Il ne s'agit guère d'une tendance uniforme au sein des marchés émergents (pour l'instant), et il serait exagéré d'y voir un indicateur de la façon dont les banques centrales des pays développés procéderont. En fait, les hausses de taux des marchés émergents portent à croire le contraire. Au début de l'année dernière, les autorités monétaires de partout dans le monde ont majoritairement travaillé dans la même voie, abaissant les taux afin de contrer les effets délétères de la COVID-19. Pourtant, aujourd'hui, alors que des campagnes de vaccination efficaces sont mises en œuvre (quoique lentement dans de nombreux cas), que l'économie mondiale reprend de la vigueur et que les pressions inflationnistes sont à la hausse, le cadre de politique monétaire à l'échelle mondiale semble en voie de passer à une nouvelle phase divergente. On peut considérer les hausses de taux dans les marchés émergents comme un signe précurseur de cette tendance. D'ailleurs, celles-ci pourraient bien présenter des occasions aux investisseurs qui cherchent à élargir leurs horizons.

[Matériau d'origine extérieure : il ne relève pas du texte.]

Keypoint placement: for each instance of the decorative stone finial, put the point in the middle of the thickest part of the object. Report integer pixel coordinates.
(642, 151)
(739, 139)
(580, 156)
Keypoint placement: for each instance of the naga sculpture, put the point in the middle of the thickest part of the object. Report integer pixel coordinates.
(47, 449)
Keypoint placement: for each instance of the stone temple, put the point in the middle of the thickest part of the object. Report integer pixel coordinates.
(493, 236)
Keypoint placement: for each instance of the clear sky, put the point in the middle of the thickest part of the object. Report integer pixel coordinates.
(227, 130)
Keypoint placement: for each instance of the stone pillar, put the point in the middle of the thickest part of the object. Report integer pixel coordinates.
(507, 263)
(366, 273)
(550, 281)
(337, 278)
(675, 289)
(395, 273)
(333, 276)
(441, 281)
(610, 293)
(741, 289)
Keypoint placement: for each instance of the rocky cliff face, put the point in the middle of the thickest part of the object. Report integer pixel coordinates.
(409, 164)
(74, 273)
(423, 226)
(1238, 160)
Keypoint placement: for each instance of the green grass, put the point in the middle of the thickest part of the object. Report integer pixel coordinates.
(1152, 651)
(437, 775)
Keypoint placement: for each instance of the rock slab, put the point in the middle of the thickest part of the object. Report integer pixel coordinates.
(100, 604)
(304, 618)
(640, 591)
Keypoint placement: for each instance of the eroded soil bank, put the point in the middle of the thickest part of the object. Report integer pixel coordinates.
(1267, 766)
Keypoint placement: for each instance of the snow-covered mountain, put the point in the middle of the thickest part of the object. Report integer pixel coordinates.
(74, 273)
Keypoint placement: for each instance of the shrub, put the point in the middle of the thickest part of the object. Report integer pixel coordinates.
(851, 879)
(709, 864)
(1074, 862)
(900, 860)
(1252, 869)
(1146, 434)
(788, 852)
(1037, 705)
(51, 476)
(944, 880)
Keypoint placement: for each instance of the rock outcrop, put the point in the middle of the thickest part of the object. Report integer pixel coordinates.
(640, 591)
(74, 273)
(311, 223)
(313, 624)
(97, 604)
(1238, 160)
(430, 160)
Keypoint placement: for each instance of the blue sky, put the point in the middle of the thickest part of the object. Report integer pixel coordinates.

Pourquoi certains marchés émergents devancent-ils les économies développées en augmentant les taux? Un facteur évident est le retour de l'inflation. Au Brésil, par exemple, l'inflation annualisée a atteint 8 % en mai, soit son niveau le plus élevé pour ce mois depuis près de cinq ans, selon Reuters; en Hongrie, elle a dépassé 5 % (ce qui est nettement supérieur à sa cible à long terme de 3 %) - il s'agit aussi du taux le plus élevé de l'Union européenne, selon Bloomberg; au Mexique, pour les deux dernières semaines de juillet, l'inflation a dépassé les prévisions, s'établissant à 5,8 % (taux annualisé), selon l'agence nationale de statistique INEGI. Étant donné que de nombreux marchés émergents sont aux prises depuis longtemps avec des problèmes d'inflation et de dépréciation des monnaies, les hausses de taux préventives ne sont pas si surprenantes. Et dans plusieurs marchés, par exemple au Brésil, les pressions inflationnistes semblent assez généralisées, contrairement aux États-Unis, entre autres, où le segment des voitures d'occasion à lui seul a contribué à une hausse des prix à la consommation supérieure aux cibles, comme l'a indiqué le Bureau of Labor Statistics en juillet.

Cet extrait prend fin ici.